30 June 2017

The first week in June was a challenge as I balanced work (some of it in Cumbria) with Paviors’ business. One of the first engagements, though, was the absolute pleasure of attending St James’s Palace to present the Paviors’ City and Guilds Award with the Princess Royal to Lauren of Britcom. Of the three of us on stage, two were born in the same town – and it was certainly a proud day for Scunthorpe. As if to prove the point, the picture above even made the Scunthorpe Times!​

The weekend that followed was spent in Ironbridge Industrial Museum with my fellow Masters. This is one of the highlights of the year for Master and Mistress, as it is a really precious opportunity to catch up with others, and very nearly all Companies’ Masters and Mistresses attend. It is also a great chance to see this remarkable museum over a number of sites, with the amazing Iron Bridge over the gorge at its centre. Apart from a few late nights, I was given the opportunity to ride an 1840’s ‘Ordinary Bicycle’. Most of us would still call this a ‘Penny Farthing’ and, yes, it hurts to ride. We turn out to be a close group, and one of my fellow Masters is an old school friend not seen since the age of 13. I am sure we will all have many years of happy Past Masters’ events and a few late nights to come. It being 2017 (a prime number), we decide to call ourselves ‘Prime Masters’ (subtext…we cannot be divided…).

On the Monday following, we were back together again for a City dinner at Cutlers’ Hall and then, on Tuesday, we had a Paviors’ Court Committee meeting at The Charterhouse, followed by a further very pleasant dinner.

The following week turned out to be a week of ‘Craft’, as we held my Master’s Summer Event in the Courtyard of Apothecaries’ Hall. Fine craft ales were consumed on a wonderful summer evening surrounded by a blacksmith, turner, carpenter and mason, all demonstrating their wonderful skills. We also had a short guided walk in the area to point out some craftsmanship, old and new, that one might have walked past many times before. This was a very successful evening, due mainly to strenuous efforts from the Clerk!

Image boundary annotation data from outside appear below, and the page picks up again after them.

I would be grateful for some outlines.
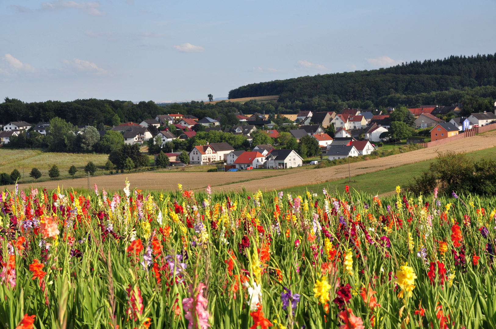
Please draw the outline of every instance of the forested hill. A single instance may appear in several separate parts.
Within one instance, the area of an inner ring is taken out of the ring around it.
[[[317,97],[326,103],[368,101],[375,107],[414,106],[422,101],[412,96],[483,86],[496,87],[496,54],[451,56],[378,70],[254,83],[231,90],[229,98],[279,95],[281,103],[305,104]],[[496,98],[492,95],[494,90],[486,88],[489,95],[478,96]]]

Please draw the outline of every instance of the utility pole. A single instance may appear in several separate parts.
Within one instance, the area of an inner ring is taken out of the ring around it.
[[[351,169],[350,166],[350,155],[348,156],[348,174],[349,177],[350,182],[351,182]],[[89,179],[89,178],[88,178]]]

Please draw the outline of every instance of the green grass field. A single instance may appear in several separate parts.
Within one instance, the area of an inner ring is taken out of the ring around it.
[[[467,154],[475,161],[482,158],[490,159],[496,161],[496,147],[481,150]],[[375,194],[381,194],[394,191],[397,185],[403,186],[414,177],[420,176],[422,171],[428,169],[429,165],[434,160],[428,160],[415,164],[405,164],[395,168],[390,168],[372,173],[359,175],[351,177],[351,182],[349,179],[340,179],[329,181],[321,184],[297,186],[286,190],[292,194],[303,195],[307,190],[313,193],[321,191],[326,188],[329,191],[336,190],[342,191],[346,185],[359,191]]]

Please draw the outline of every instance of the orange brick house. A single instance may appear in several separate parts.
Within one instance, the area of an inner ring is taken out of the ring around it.
[[[458,134],[458,128],[450,122],[441,122],[434,126],[431,130],[431,141],[447,138]]]

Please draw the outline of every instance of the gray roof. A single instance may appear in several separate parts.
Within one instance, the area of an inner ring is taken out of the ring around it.
[[[305,130],[305,131],[309,134],[316,134],[319,130],[323,131],[322,127],[319,124],[310,124],[308,126],[302,126],[300,129]]]
[[[333,142],[334,143],[334,142]],[[350,154],[353,146],[344,146],[341,145],[332,145],[327,150],[326,156],[348,156]]]
[[[174,134],[168,130],[162,130],[160,133],[166,138],[175,138]]]
[[[366,120],[370,120],[373,116],[373,113],[372,112],[362,112],[361,115],[363,115]]]
[[[435,128],[437,126],[441,126],[445,129],[446,129],[446,131],[454,131],[455,130],[456,131],[458,131],[459,130],[458,127],[455,126],[455,125],[453,124],[451,122],[440,122],[437,124],[435,125],[435,126],[434,126],[434,128]],[[430,131],[432,131],[433,130],[434,130],[434,128],[431,129]]]
[[[214,123],[218,122],[219,121],[217,120],[214,120],[212,118],[208,117],[208,116],[205,116],[203,119],[198,121],[199,123]]]
[[[222,131],[222,127],[220,126],[206,127],[205,128],[205,132],[208,132],[209,131],[212,131],[212,130],[215,131]]]
[[[229,143],[222,142],[222,143],[211,143],[210,146],[215,150],[216,152],[222,151],[232,151],[234,148],[229,145]]]
[[[160,124],[160,122],[158,122],[155,119],[149,119],[147,120],[143,120],[143,121],[145,121],[148,124]]]
[[[50,125],[50,122],[40,122],[36,126],[33,128],[33,130],[45,130],[47,129],[47,127]]]
[[[297,139],[300,139],[304,136],[308,135],[307,131],[305,129],[293,129],[290,130],[289,132],[293,135],[293,137]]]
[[[292,152],[293,150],[273,150],[272,152],[267,155],[267,156],[272,156],[274,157],[274,160],[284,160]]]
[[[496,119],[496,115],[492,112],[487,113],[472,113],[472,115],[479,120]]]

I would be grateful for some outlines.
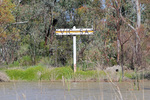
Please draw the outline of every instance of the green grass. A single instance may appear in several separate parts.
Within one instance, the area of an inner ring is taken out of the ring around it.
[[[73,70],[71,67],[58,67],[54,68],[52,70],[46,70],[41,75],[42,80],[61,80],[62,76],[65,79],[71,79],[72,78]]]
[[[22,68],[22,67],[21,67]],[[27,80],[27,81],[37,81],[37,80],[62,80],[62,77],[66,80],[72,81],[98,81],[103,77],[107,77],[104,71],[97,70],[77,70],[76,73],[73,72],[71,67],[57,67],[57,68],[46,68],[44,66],[32,66],[26,69],[7,69],[7,75],[11,80]],[[126,77],[133,79],[134,73],[125,73]]]
[[[6,70],[7,75],[11,80],[39,80],[40,76],[38,73],[42,73],[44,68],[41,66],[29,67],[24,69],[8,69]]]

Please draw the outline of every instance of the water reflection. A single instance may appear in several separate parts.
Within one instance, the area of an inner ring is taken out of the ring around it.
[[[124,100],[149,100],[150,84],[144,91],[133,91],[132,83],[115,83]],[[141,85],[141,87],[143,87]],[[8,82],[0,83],[0,100],[119,100],[120,95],[109,82]]]

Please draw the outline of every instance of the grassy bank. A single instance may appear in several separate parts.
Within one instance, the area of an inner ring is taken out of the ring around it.
[[[11,80],[27,81],[57,81],[62,79],[71,81],[98,81],[107,79],[107,74],[104,71],[82,71],[78,69],[77,72],[74,73],[71,67],[46,68],[43,66],[32,66],[26,69],[7,69],[6,74],[10,77]],[[133,73],[125,73],[125,76],[131,79],[133,78]]]

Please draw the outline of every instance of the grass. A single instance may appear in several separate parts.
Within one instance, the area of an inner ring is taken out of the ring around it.
[[[27,80],[27,81],[37,81],[37,80],[70,80],[70,81],[98,81],[100,78],[106,78],[107,75],[104,71],[97,70],[77,70],[76,73],[73,72],[71,67],[57,67],[57,68],[46,68],[42,65],[31,66],[26,69],[7,69],[6,74],[11,80]],[[134,78],[134,73],[125,73],[125,77],[130,79]]]
[[[29,67],[26,70],[24,69],[8,69],[6,70],[6,74],[10,77],[11,80],[39,80],[40,75],[38,73],[42,73],[44,68],[41,66],[33,66]]]

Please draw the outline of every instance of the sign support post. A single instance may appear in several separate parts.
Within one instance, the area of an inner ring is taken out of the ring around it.
[[[56,35],[72,35],[73,36],[73,66],[74,73],[77,71],[76,66],[76,35],[92,35],[92,28],[80,28],[76,29],[74,26],[72,29],[56,29]]]
[[[76,72],[76,36],[73,36],[73,66],[74,66],[74,72]]]

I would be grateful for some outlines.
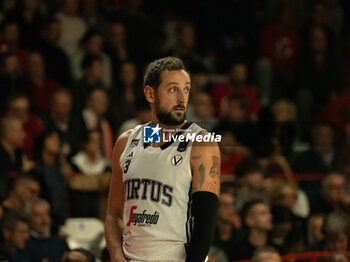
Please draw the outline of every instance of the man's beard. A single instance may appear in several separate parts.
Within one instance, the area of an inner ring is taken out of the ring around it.
[[[179,109],[179,108],[185,110],[184,105],[174,106],[174,108],[172,110]],[[185,111],[184,111],[182,117],[181,117],[181,114],[182,114],[181,112],[175,113],[175,115],[178,116],[178,117],[175,117],[171,114],[171,111],[165,112],[164,110],[162,110],[159,107],[158,101],[156,102],[156,114],[157,114],[158,120],[161,123],[163,123],[167,126],[177,126],[177,125],[181,125],[183,122],[185,122],[185,119],[186,119],[186,112]]]

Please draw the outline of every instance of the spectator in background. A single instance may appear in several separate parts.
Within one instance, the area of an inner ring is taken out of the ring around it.
[[[260,101],[253,87],[247,83],[247,65],[243,62],[234,63],[228,74],[228,83],[218,83],[212,87],[211,95],[217,117],[229,114],[229,97],[243,95],[247,100],[248,116],[256,121],[260,110]]]
[[[335,146],[333,128],[326,123],[315,124],[311,135],[311,148],[296,158],[294,172],[327,174],[341,171],[343,157]]]
[[[244,204],[240,213],[246,235],[232,247],[231,261],[249,259],[256,248],[270,244],[268,233],[273,224],[269,206],[252,200]]]
[[[11,212],[4,215],[1,223],[0,260],[30,262],[24,248],[29,238],[29,225],[22,214]]]
[[[78,16],[79,1],[63,0],[60,11],[56,14],[62,25],[60,46],[68,57],[73,57],[79,50],[79,41],[86,32],[84,20]]]
[[[103,89],[93,89],[88,99],[86,107],[82,112],[82,132],[99,130],[101,132],[102,155],[111,160],[113,151],[113,131],[105,115],[109,107],[107,93]]]
[[[133,62],[122,63],[117,86],[110,90],[111,101],[115,101],[111,104],[113,120],[119,125],[135,117],[135,104],[140,99],[138,94],[142,93],[137,73]]]
[[[105,52],[112,61],[113,83],[118,83],[121,66],[132,59],[126,43],[127,32],[124,24],[118,21],[110,22],[107,27]]]
[[[252,256],[252,262],[281,262],[278,250],[271,246],[257,248]]]
[[[24,141],[23,123],[14,117],[2,119],[0,126],[0,199],[11,182],[21,173],[33,168],[34,163],[20,150]]]
[[[267,201],[267,195],[264,192],[264,175],[261,166],[251,157],[243,159],[235,170],[238,189],[236,193],[236,206],[241,210],[248,201],[261,200]]]
[[[95,88],[103,88],[103,62],[100,56],[87,55],[81,63],[83,76],[73,86],[73,100],[75,113],[81,113],[89,93]]]
[[[322,232],[325,215],[312,215],[307,222],[307,243],[311,246],[324,240]]]
[[[169,56],[180,58],[186,68],[191,71],[195,65],[201,62],[199,55],[196,53],[196,29],[192,23],[180,23],[176,29],[176,43]]]
[[[236,141],[232,132],[228,129],[216,129],[216,133],[221,135],[219,143],[221,152],[221,179],[234,180],[237,164],[242,158],[250,155],[247,147],[242,146]]]
[[[243,94],[229,97],[228,114],[222,119],[218,128],[228,128],[238,143],[254,149],[257,144],[256,124],[250,120],[248,114],[248,101]]]
[[[64,238],[51,235],[50,205],[37,199],[26,207],[30,225],[30,238],[26,243],[25,254],[30,261],[48,260],[61,262],[69,247]]]
[[[209,93],[199,91],[194,94],[189,111],[188,121],[195,122],[210,132],[214,131],[218,120],[214,116],[214,105]]]
[[[329,213],[324,221],[324,240],[309,246],[307,252],[346,252],[349,250],[349,216],[342,212]]]
[[[7,99],[15,93],[29,96],[30,89],[25,79],[19,73],[18,57],[9,52],[0,54],[0,112],[4,113]]]
[[[98,31],[87,31],[80,40],[80,49],[71,57],[72,73],[75,79],[83,76],[81,64],[88,55],[99,56],[103,64],[103,86],[112,86],[112,65],[109,56],[103,52],[103,38]]]
[[[263,104],[284,97],[292,98],[292,80],[299,53],[299,37],[291,27],[292,9],[281,2],[273,22],[260,36],[261,59],[257,63],[257,85]]]
[[[21,46],[26,49],[36,47],[45,16],[44,1],[17,1],[16,6],[8,13],[7,17],[17,21],[21,35]]]
[[[29,111],[29,107],[28,97],[21,94],[13,95],[8,100],[6,116],[17,118],[22,122],[25,136],[21,149],[33,159],[35,140],[44,131],[44,124],[40,118]]]
[[[72,189],[72,216],[99,217],[99,191],[106,190],[109,184],[102,185],[103,177],[110,177],[111,167],[101,154],[101,133],[88,131],[82,141],[82,149],[71,159],[73,170],[79,174],[69,179]],[[108,180],[109,181],[109,180]]]
[[[54,130],[62,142],[62,155],[69,157],[78,149],[80,137],[79,118],[71,113],[72,95],[67,89],[53,93],[50,112],[43,117],[46,131]]]
[[[239,234],[233,225],[235,213],[234,195],[229,191],[221,190],[213,245],[223,250],[229,261],[232,261],[232,247],[237,244],[237,234]]]
[[[106,19],[99,12],[99,1],[83,0],[80,3],[80,13],[85,20],[88,30],[93,29],[103,33],[106,27]]]
[[[35,50],[44,57],[47,76],[67,87],[71,83],[70,63],[59,46],[61,30],[61,22],[57,18],[48,18],[42,25],[40,42]]]
[[[29,202],[38,198],[39,193],[40,184],[34,177],[19,176],[13,182],[7,198],[2,202],[4,213],[23,212]]]
[[[15,20],[5,19],[0,25],[0,50],[17,57],[17,73],[25,74],[26,51],[20,46],[20,32]]]
[[[28,54],[27,61],[27,78],[33,98],[34,110],[36,113],[47,113],[50,109],[52,94],[60,85],[46,76],[42,54],[31,52]]]
[[[33,173],[40,182],[41,197],[50,204],[52,230],[56,232],[68,215],[68,181],[64,176],[65,159],[62,143],[56,131],[43,134],[36,141],[36,165]]]
[[[347,211],[350,208],[348,198],[344,174],[330,173],[322,180],[321,198],[311,205],[311,213],[327,215],[333,211]]]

The day after, I was treated to a tour around the Carpenters’ Building and Crafts Academy. This amazing place has trained many hundreds of youngsters for trades and, perhaps most impressive, is how it provides a backstop for those excluded from the school system who require ‘alternative provision’. The Academy has a 100 per cent success-rate in training them and achieving sustainable employment for them, and that is surely the power of the modern livery movement in action.

In the evening, Judy and I climbed into the car and headed for Lincoln for the cathedral craft event attended by the Lord Mayor and 57 other livery companies. Thanks to the help of John Clugston, we had our own stand manned by some extremely enthusiastic people. Later we paraded through the streets of Lincoln with the Lord Mayor, entering this beautiful cathedral through the front door for a service of thanksgiving and an organ recital by our Lord Mayor. Dinner that evening in the transept of the cathedral ended a truly wonderful celebration of craft.

The City’s Masters were back together again on the following Monday for the Election of the Sheriffs in Guildhall. You are left in little doubt about the power and splendour of the City when you see its members amassed and in their home, and when at the centre of this ancient ritual. The two Sheriffs were elected unopposed, and rightly so, as they are both Paviors!

Immediately following this, I had been invited by the Past Masters for a lunch in the room above Temple Bar. Taskmasters all as individuals, they are a rather formidable force when amassed. I was given a sandwich, a glass of wine, but I was given no quarter (you will be pleased to learn) in the conversation that followed. It remains a healthy characteristic of our Company that everyone is held to account, and let me assure you that principle is alive and well.

On Wednesday, we hosted an Alumni event at The Charterhouse and welcomed some of those who had been through our Academy, the Arkwright Scholarships and Budding Brunels scheme with Construction Youth Trust. It was great to see how a small community of those we have helped is building, and how they are continuing to support each other.

As it turned out, the month saved the best for last and, on the morning of the 30th, I attended the graduation ceremony at our London Construction Academy. I was met by a group of extremely enthusiastic youngsters who had clearly enjoyed the experience. They thanked me warmly and said genuinely, time and time again as they shook me by the hand, ‘thank you for changing my life’. They spoke clearly and candidly about the challenges that they had faced before they had arrived, and the ambition they now had for a career in construction. Of course, they weren’t really thanking me, they were thanking you, because it is your money that enables the Academy to function, your job-opportunities that they depend on, and your Livery Company that supports it. The Academy may be modest by comparison with the Carpenters’ Academy, but our Academy changes the lives of 70 youngsters a year in the clearest way possible by giving them a completely rejuvenated future. It is something that you should be very proud of; I know I am.